Chapter by Matthew Crump
Data and data sets are not objective; they are creations of human design. We give numbers their voice, draw inferences from them, and define their meaning through our interpretations.
So far we have been talking about describing data and looking possible relationships between things we measure. We began by talking about the problem of having too many numbers. So, we discussed how we could summarize big piles of numbers with descriptive statistics, and by looking at the data with graphs. We also looked at the idea of relationships between things. If one thing causes another thing, then if we measure how one thing goes up and down, we should find that other thing goes up and down, or does something at least systematically following the first thing. At the end of the chapter on correlation, we showed how correlations, which imply a relationship between two things, are very difficult to interpret. Why? because an observed correlation can be caused by a hidden third variable, or simply be a spurious findings “caused” by random chance.

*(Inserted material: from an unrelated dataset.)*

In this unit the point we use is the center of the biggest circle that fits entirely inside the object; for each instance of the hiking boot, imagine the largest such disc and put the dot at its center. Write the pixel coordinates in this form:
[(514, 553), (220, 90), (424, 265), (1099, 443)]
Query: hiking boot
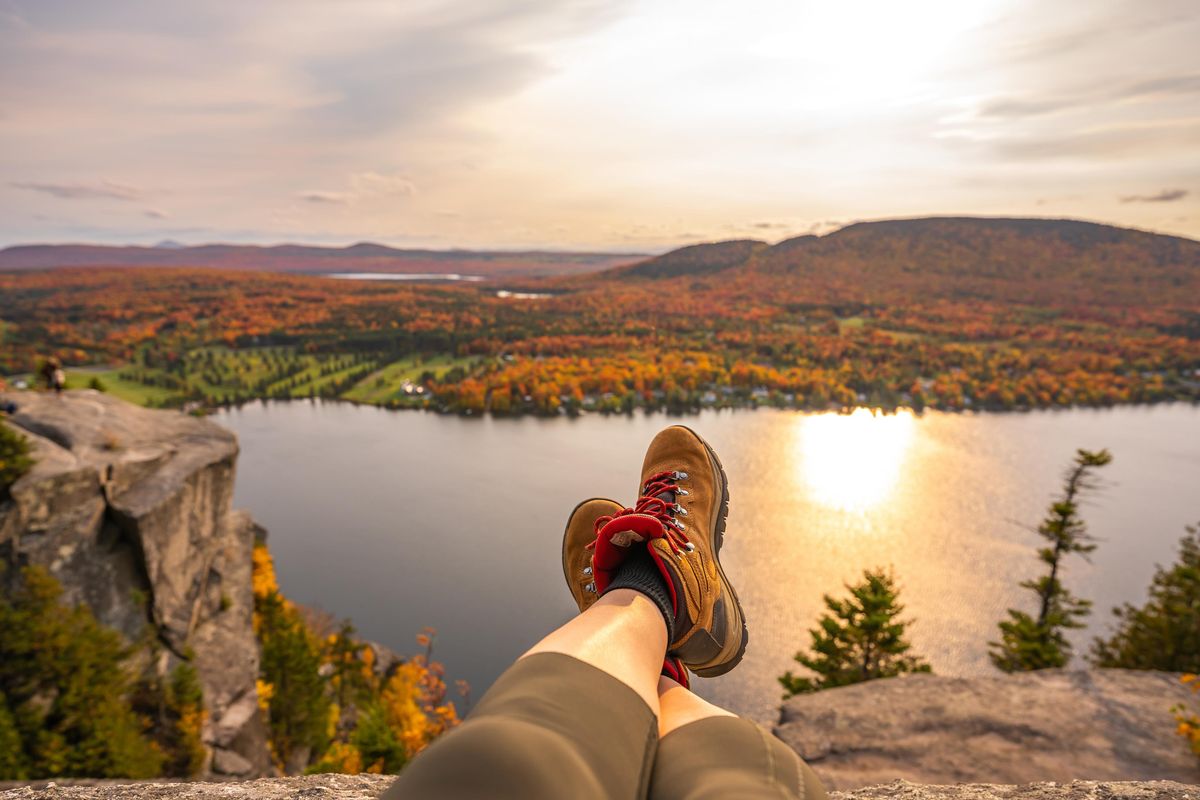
[(577, 539), (679, 518)]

In the last chapter, we talked about sampling from distributions, and we saw how samples can be different because of random error introduced by the sampling process.
Now we begin our journey into inferential statistics. The tools we use to make inferences about where our data came from, and more importantly make inferences about what causes what. In this chapter we provide some foundational ideas. We will stay mostly at a conceptual level, and use lots of simulations like we did in the last chapters. In the remaining chapters we formalize the intuitions built here to explain how some common inferential statistics work.